44Finally, the defendant submits that interest should be allowed, but for a period shorter than that provided for in s. 128, on the basis that the conduct of the plaintiffs tended to lengthen the duration of the proceeding unnecessarily.
45While this is a factor that the court should consider (see s. 130(2)(f)), I am not persuaded that there is any conduct of the plaintiffs in this particular case that ought to attract an adjustment to the period over which interest is payable. The defendant submits that the plaintiffs initially pleaded their claim broadly, and only much later (approximately seven years) substantially amended the claim to narrow the causes of action being pursued and the relief sought, thereby causing substantial unnecessary delay.
46The defendant submits that the plaintiffs narrowed the nature and scope of the representations made by Industry Canada on which they relied, and that the plaintiffs subsequently abandoned some of their claims. This rendered useless and irrelevant the production of additional documents, and of some of the examinations for discovery.
47The claims here were immensely complex. I am not persuaded that in amending their claim as they did, the plaintiffs acted in an egregious manner.
48In my view, and notwithstanding that the plaintiffs’ claim was certainly amended, the circumstances here do not justify a departure from the well-settled objective and purpose of prejudgment interest, which is to compensate a plaintiff for the loss of otherwise available funds. An award of interest is not intended as a proxy for punitive damages, or to otherwise punish (or in the reverse situation, reward) parties for their conduct during the proceedings. That is usually addressed in the context of an award of costs or, where appropriate, an award of punitive damages.
49The defendant seeks a reduction in the period of time over which interest is calculated of three and one half years. That is significant, and as I explained above, there is no basis to make such an adjustment in the particular circumstances of this case.
50The defendant itself notes in its submissions on interest that “it is difficult to precisely determine how much the pursuit of the abandoned claims delayed the progress of the action”. I agree. Where I disagree with the defendant is that an estimated delay of three and a half years “is conservative”. There is simply no basis for me to make such a finding in this case (and no basis for the quantum of that estimated delay is particularized in the submissions).
Result and Disposition
[51] For all of the above reasons, and applying the factors set out in s. 130(2), prejudgment interest shall: a. begin to run for Quadrangle on June 24, 2015; b. begin to run for Obelysk on June 28, 2013; c. be calculated on a simple and not compounded basis; d. be calculated on the applicable prejudgment rates of interest set out in the Regulations and not be averaged; e. not be reduced by three and one half years (of the period over which interest is payable) on the basis that the plaintiffs’ conduct in prosecuting this action was such that it tended to lengthen unnecessarily the duration of the proceeding.

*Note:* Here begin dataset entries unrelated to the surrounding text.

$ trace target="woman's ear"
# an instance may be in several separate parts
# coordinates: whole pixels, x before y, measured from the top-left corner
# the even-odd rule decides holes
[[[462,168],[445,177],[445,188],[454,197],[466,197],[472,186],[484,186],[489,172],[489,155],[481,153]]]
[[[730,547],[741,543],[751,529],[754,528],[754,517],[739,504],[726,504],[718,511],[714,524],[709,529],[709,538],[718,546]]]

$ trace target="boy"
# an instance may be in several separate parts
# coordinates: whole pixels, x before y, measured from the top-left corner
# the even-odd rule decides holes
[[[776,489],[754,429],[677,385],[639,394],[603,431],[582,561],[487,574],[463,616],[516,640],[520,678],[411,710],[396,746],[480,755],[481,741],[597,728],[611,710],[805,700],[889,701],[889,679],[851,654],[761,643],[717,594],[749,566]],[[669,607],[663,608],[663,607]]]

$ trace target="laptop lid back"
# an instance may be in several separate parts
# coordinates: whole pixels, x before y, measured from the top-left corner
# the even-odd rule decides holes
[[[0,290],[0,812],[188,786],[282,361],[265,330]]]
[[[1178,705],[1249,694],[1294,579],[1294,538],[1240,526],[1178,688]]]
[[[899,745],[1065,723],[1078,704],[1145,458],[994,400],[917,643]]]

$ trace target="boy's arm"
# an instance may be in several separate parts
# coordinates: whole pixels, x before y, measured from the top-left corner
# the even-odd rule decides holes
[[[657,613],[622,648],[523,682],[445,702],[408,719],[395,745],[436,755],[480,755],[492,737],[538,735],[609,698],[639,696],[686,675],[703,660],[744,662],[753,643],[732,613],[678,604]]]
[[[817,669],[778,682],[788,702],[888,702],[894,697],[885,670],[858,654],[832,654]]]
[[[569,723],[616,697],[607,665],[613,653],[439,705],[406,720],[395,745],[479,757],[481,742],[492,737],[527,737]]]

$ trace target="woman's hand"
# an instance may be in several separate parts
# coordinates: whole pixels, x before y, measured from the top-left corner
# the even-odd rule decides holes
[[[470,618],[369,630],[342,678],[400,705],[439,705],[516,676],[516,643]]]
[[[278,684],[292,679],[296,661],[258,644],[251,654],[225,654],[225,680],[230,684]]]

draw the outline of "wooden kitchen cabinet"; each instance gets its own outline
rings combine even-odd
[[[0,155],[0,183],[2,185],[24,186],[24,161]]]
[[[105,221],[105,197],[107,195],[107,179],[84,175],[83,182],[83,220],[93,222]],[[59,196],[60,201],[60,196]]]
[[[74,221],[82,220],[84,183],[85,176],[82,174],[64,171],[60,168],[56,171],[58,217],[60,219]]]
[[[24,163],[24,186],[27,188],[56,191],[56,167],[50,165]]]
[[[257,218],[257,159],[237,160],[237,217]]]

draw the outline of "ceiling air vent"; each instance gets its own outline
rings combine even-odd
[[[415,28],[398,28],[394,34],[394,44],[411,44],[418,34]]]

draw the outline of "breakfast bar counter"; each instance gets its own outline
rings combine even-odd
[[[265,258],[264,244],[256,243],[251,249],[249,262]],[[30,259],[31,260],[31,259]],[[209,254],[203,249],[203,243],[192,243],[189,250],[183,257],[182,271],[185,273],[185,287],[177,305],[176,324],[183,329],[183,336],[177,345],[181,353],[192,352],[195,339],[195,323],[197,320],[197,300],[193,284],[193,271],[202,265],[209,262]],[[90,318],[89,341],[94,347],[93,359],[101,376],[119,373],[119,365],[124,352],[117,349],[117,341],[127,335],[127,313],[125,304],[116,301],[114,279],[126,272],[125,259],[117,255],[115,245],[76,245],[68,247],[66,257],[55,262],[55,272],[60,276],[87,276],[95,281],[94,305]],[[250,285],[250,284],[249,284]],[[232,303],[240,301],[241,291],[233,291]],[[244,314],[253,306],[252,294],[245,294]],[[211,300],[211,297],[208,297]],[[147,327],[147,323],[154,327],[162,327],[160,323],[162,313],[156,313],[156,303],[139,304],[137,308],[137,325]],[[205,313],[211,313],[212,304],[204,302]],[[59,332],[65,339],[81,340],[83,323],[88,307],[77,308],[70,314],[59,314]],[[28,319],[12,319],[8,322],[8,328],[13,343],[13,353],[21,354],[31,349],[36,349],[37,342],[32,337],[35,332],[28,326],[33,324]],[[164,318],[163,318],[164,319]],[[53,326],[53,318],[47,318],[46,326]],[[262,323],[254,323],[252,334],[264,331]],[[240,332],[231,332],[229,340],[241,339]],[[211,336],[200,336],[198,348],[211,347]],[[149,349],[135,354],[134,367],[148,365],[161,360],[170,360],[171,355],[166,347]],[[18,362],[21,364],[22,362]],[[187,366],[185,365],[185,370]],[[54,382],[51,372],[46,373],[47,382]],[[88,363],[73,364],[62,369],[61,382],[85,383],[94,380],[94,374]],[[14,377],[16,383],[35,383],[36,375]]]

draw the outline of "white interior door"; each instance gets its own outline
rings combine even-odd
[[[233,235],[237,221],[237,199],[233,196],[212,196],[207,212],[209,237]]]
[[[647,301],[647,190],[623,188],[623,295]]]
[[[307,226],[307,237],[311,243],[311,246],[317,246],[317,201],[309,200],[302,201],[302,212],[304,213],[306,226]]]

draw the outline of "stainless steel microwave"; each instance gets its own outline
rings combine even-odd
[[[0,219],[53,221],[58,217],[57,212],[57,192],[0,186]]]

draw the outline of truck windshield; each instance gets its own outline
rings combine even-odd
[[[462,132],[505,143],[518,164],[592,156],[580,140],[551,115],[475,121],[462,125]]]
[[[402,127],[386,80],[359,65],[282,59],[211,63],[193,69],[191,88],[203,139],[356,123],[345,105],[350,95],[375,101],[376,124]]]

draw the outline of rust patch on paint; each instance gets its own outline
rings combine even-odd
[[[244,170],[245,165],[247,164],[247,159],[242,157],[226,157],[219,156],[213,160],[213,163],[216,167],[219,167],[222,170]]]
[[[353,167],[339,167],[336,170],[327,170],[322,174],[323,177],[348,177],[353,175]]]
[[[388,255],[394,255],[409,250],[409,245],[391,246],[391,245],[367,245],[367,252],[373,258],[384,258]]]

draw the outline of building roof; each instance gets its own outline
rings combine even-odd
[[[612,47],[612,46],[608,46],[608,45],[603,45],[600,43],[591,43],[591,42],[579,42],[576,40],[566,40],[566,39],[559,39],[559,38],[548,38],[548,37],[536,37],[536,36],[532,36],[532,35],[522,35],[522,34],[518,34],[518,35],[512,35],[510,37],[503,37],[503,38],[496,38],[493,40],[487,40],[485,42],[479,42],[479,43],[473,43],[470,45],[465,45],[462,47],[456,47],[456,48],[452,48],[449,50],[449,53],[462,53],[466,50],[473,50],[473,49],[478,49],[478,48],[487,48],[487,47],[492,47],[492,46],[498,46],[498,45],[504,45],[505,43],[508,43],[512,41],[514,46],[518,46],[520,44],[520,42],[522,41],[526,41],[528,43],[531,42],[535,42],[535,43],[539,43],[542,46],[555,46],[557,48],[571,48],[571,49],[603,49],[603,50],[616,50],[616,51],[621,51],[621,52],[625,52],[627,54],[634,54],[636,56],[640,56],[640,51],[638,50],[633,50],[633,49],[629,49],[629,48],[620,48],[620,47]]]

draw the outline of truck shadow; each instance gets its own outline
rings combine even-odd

52Order to go in accordance with these reasons.
Osborne J.
Footnotes
- Reasons for Judgment, at para. 275.
- The defendant also submits that the applicable prejudgment interest rate in effect on the date on which statement of claim was issued (September 4, 2014), should be used. This particular point is of no moment with respect to the rate: the prescribed rate in effect on either date was 1.3%.
- I have addressed above the relevant start dates for the interest calculations in this case. For clarity, prejudgment interest would apply to the date of judgment, rather than “to the present”, as submitted.
- KSV Quadrangle Report dated December 6, 2022, at paras. 6.14 and 7.13, and KSV Obelysk Reports dated January 3, 2023, at paras. 6.14 and 7.12, and August 23, 2023, at paras. 4.6, 4.15 and 5.25.